When setting up a new Libby account it will give you the option to copy cards from another device. When you click on that it will ask you for a code, you just go to the device with the working account, long-press the circle icon in the top right until a code pops up, and then type that code on the new device you want to connect. Voila — all of your library cards, holds, and loans are now on that device too.
To check and see what kind of comics and graphic novels your library offers digitally:
- Open Libby
- Click “Explore” > “Subject” > “Comic and Graphic Books”
From there, depending on how many titles they have, you can scroll through or use the “Refine” option on the right-hand side to reduce the list by the intended audience, sort by popularity, or even search within the results. Not sure whether you want to borrow a title? Click the “Read Sample” to see a selection from the beginning of the comic to make sure you’re into it.
Use Your Library
Think these resources aren’t worth looking into because your library system is outdated or small? Well, check again. There’s no way to predict what will be available without looking. For example, a library card for a smaller system in Eastern Long Island has nearly 4,000 comics and graphic novels available through Libby, while New York City’s Public Library System has less than 1,000. That same Long Island Library Card just doubled its Hoopla title allowance, as did Mobile, Alabama’s library system — Long Island readers now get 8 titles a month while the Alabaman’s get 20. You can’t know what your library has to offer until you check.

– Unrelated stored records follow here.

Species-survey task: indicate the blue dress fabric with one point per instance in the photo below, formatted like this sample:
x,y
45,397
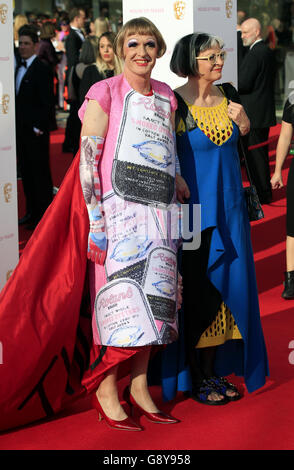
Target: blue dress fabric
x,y
213,175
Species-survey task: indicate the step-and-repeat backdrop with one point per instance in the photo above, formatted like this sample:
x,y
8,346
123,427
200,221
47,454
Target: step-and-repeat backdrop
x,y
8,181
176,18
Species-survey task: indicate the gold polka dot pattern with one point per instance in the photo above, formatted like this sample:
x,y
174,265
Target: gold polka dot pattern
x,y
222,329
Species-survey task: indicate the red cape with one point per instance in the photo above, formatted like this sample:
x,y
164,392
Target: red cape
x,y
49,357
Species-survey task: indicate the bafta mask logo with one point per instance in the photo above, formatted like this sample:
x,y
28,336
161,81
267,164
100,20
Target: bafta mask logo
x,y
5,104
7,192
3,13
229,6
179,9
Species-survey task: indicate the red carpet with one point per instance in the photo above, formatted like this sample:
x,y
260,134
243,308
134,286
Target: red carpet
x,y
261,421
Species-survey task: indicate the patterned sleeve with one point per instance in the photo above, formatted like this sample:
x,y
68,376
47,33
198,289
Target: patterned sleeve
x,y
100,92
173,100
288,114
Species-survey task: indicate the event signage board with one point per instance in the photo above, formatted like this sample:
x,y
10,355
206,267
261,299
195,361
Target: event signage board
x,y
8,181
176,18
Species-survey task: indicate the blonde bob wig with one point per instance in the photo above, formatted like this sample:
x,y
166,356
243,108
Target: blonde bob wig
x,y
141,26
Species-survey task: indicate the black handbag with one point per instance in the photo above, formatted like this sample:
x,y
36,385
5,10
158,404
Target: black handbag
x,y
254,208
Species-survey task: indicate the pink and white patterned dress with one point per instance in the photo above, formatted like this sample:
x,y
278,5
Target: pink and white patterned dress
x,y
134,293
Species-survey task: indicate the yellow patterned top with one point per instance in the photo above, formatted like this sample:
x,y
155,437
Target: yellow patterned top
x,y
213,121
222,329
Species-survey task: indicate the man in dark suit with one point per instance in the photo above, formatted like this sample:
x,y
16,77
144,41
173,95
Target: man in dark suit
x,y
32,101
241,50
73,46
256,89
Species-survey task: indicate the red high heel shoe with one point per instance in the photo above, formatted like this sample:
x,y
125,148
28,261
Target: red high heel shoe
x,y
126,424
159,417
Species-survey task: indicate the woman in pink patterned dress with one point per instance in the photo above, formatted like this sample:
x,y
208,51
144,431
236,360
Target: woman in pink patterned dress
x,y
127,172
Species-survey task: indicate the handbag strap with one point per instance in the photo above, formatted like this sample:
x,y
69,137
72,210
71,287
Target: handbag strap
x,y
231,94
185,114
245,160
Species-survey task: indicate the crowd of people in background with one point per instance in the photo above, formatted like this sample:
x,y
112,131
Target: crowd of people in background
x,y
93,67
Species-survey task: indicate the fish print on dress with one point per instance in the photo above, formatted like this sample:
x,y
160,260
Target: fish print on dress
x,y
155,152
165,287
126,336
130,249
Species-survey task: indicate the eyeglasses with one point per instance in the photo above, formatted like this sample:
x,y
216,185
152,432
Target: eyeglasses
x,y
213,57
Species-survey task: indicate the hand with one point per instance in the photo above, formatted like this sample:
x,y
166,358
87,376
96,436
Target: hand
x,y
97,244
277,180
237,114
179,291
182,189
37,131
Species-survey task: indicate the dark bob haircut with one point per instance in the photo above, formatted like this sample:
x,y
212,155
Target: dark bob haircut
x,y
142,26
29,30
183,61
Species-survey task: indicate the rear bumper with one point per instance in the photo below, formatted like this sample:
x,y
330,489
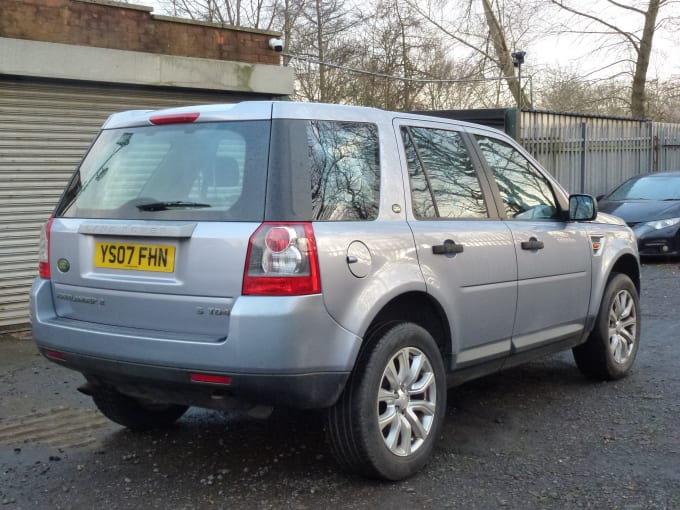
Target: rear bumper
x,y
301,391
278,351
664,242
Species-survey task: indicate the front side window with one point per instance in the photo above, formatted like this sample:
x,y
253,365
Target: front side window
x,y
444,183
526,194
345,169
203,171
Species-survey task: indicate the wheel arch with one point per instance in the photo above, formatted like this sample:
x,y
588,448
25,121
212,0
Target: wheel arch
x,y
627,264
419,308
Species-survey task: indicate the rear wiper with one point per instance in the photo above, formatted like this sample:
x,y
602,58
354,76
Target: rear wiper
x,y
164,206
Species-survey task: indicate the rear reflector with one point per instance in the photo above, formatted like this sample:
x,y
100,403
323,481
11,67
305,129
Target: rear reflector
x,y
54,354
174,118
210,378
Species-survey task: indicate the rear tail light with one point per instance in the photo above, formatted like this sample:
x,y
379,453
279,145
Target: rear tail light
x,y
282,261
174,118
44,250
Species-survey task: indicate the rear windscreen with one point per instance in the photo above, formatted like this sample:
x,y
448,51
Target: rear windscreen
x,y
203,171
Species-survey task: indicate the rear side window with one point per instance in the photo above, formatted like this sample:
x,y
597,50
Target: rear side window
x,y
444,183
345,170
203,171
526,194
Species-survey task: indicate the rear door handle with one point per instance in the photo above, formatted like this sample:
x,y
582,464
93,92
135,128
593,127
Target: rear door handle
x,y
532,244
448,248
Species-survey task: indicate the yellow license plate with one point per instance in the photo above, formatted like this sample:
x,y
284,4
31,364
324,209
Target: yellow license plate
x,y
138,257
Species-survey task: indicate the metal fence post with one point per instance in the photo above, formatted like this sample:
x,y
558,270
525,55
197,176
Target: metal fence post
x,y
584,148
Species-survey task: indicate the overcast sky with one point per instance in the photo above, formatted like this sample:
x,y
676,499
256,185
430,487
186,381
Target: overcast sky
x,y
573,53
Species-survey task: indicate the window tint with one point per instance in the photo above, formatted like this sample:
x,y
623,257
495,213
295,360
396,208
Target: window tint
x,y
526,194
206,171
345,170
444,183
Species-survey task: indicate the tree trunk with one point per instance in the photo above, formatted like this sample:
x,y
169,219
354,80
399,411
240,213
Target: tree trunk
x,y
505,64
638,98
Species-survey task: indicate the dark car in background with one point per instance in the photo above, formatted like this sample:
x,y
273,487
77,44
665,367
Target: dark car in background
x,y
650,205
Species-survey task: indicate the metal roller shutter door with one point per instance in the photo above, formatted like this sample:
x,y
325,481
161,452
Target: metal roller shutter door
x,y
45,128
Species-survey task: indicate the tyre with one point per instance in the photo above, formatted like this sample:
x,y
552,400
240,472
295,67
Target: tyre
x,y
136,414
387,419
612,346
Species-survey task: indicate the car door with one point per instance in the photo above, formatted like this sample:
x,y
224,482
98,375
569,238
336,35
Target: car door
x,y
553,255
465,251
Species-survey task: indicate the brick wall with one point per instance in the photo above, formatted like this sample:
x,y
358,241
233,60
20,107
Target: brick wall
x,y
121,26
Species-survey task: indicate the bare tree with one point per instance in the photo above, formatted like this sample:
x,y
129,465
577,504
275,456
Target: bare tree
x,y
484,34
261,14
636,44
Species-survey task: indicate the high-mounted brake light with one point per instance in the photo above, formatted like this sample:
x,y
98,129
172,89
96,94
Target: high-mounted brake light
x,y
174,118
282,261
44,250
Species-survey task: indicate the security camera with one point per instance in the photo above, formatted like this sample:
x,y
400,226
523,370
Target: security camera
x,y
276,44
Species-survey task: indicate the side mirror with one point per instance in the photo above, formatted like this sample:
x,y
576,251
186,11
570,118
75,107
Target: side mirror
x,y
582,208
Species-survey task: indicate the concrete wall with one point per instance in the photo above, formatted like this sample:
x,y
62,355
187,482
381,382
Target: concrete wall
x,y
113,25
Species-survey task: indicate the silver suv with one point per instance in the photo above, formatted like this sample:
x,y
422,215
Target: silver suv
x,y
323,257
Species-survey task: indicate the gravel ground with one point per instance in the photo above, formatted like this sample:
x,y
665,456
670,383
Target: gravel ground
x,y
537,436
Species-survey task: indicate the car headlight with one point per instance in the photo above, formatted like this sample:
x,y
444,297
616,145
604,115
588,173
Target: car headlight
x,y
659,224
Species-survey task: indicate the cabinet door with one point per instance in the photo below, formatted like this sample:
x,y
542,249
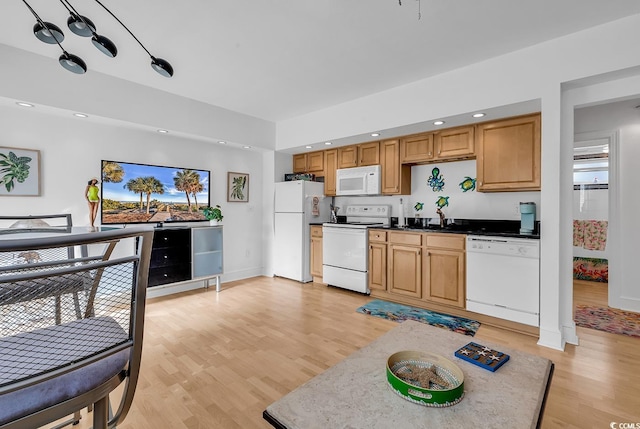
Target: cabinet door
x,y
454,143
207,251
348,157
396,178
444,277
378,266
316,256
330,167
369,154
508,155
315,162
418,148
300,163
405,270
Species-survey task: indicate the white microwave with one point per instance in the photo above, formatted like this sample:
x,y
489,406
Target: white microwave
x,y
358,180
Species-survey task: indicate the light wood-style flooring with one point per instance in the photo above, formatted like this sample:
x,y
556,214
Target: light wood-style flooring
x,y
217,360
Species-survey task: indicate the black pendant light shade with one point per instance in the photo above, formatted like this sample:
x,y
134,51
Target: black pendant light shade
x,y
73,63
162,66
48,33
104,45
81,25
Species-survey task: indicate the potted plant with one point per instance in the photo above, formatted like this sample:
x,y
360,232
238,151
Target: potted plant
x,y
213,214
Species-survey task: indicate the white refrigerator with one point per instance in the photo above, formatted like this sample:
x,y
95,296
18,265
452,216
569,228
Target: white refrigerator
x,y
297,205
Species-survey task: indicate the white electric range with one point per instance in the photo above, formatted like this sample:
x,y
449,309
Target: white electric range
x,y
345,246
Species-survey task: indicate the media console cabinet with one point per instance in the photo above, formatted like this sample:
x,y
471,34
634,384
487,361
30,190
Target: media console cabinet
x,y
182,254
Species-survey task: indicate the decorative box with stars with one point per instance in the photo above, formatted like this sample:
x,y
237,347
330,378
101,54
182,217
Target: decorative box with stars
x,y
482,356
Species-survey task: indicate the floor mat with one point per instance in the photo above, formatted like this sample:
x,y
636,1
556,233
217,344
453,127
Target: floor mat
x,y
608,320
400,313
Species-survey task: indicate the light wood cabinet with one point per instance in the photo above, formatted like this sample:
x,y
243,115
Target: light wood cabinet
x,y
316,251
417,148
377,265
312,162
444,269
330,167
300,163
396,177
405,264
359,155
508,155
456,143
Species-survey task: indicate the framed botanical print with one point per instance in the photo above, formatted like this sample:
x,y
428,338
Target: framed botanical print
x,y
237,187
19,172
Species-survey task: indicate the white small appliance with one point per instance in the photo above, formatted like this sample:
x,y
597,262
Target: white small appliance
x,y
298,204
345,246
358,180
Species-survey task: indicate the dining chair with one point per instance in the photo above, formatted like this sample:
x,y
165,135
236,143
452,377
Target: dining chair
x,y
54,364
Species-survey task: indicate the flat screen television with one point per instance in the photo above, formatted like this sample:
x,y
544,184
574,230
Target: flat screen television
x,y
143,193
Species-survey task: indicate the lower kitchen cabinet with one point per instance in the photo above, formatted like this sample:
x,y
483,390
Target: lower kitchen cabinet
x,y
421,268
444,269
316,252
378,260
405,264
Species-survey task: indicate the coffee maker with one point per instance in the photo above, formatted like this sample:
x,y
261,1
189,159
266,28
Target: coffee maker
x,y
527,218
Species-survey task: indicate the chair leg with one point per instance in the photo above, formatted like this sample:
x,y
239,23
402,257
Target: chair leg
x,y
101,413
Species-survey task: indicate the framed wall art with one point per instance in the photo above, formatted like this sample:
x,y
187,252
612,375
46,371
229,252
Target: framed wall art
x,y
237,187
19,172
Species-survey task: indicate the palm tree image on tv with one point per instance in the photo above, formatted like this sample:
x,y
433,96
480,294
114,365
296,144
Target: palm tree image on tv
x,y
136,193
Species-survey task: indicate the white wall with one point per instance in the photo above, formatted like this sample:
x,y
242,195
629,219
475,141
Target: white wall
x,y
71,151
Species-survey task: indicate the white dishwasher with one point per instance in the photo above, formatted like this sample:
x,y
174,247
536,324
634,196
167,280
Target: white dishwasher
x,y
503,278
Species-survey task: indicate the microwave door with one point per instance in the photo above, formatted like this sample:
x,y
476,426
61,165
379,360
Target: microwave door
x,y
352,185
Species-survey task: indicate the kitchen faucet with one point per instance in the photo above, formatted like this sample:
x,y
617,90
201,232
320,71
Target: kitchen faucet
x,y
442,219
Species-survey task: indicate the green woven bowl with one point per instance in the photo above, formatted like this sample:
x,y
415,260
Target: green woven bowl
x,y
404,368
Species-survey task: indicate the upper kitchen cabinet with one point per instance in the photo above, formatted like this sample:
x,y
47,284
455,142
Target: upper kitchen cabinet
x,y
454,143
396,177
416,149
312,162
359,155
330,167
508,155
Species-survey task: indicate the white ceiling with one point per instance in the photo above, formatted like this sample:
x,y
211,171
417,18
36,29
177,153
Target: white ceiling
x,y
279,59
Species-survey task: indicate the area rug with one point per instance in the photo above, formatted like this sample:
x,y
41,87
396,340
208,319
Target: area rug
x,y
400,313
608,320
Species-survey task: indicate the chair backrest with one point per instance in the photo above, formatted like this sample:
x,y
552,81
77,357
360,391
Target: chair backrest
x,y
63,315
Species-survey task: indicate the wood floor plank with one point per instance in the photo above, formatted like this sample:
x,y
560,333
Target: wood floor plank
x,y
217,360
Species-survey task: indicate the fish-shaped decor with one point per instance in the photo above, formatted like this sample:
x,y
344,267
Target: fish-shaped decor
x,y
436,181
468,184
442,202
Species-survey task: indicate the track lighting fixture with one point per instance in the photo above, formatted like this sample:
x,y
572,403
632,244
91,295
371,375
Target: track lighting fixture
x,y
84,27
50,33
158,64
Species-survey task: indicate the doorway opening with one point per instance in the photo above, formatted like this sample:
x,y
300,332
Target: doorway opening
x,y
591,222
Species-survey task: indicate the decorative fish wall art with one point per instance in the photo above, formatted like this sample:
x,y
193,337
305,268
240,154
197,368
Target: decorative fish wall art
x,y
467,184
436,181
442,202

This article just focused on specific apps for reading comics, which is only a drop in the bucket of digital resources libraries make available. There are specific apps for watching movies, reading kids’ books, doing research, and more. Online resources from libraries can include subscriptions to The New York Times and other papers, Story Times for kids, even access to tools like Lynda.com which offers classes to learn digital skills like Photoshop, Video Editing, Web Development, and more. And these tools are nothing compared to the free WiFi access that many libraries provide for their community. Since the COVID-19 crisis began and libraries had to shutter their doors, many made sure to leave the WiFi on for patrons with a reminder to use it safely, and employee social distancing. According to the ALA’s recent survey, some libraries have even expanded their WiFi network since the closures to reach more people, since lack of access to the internet right now can mean an inability to access school, work, or information at a crucial time.
All these tools listed here aim to save patrons money, help build new skills, provide free access to resources, and improve lives in their communities for the better.
So if you think your library is outdated, think again.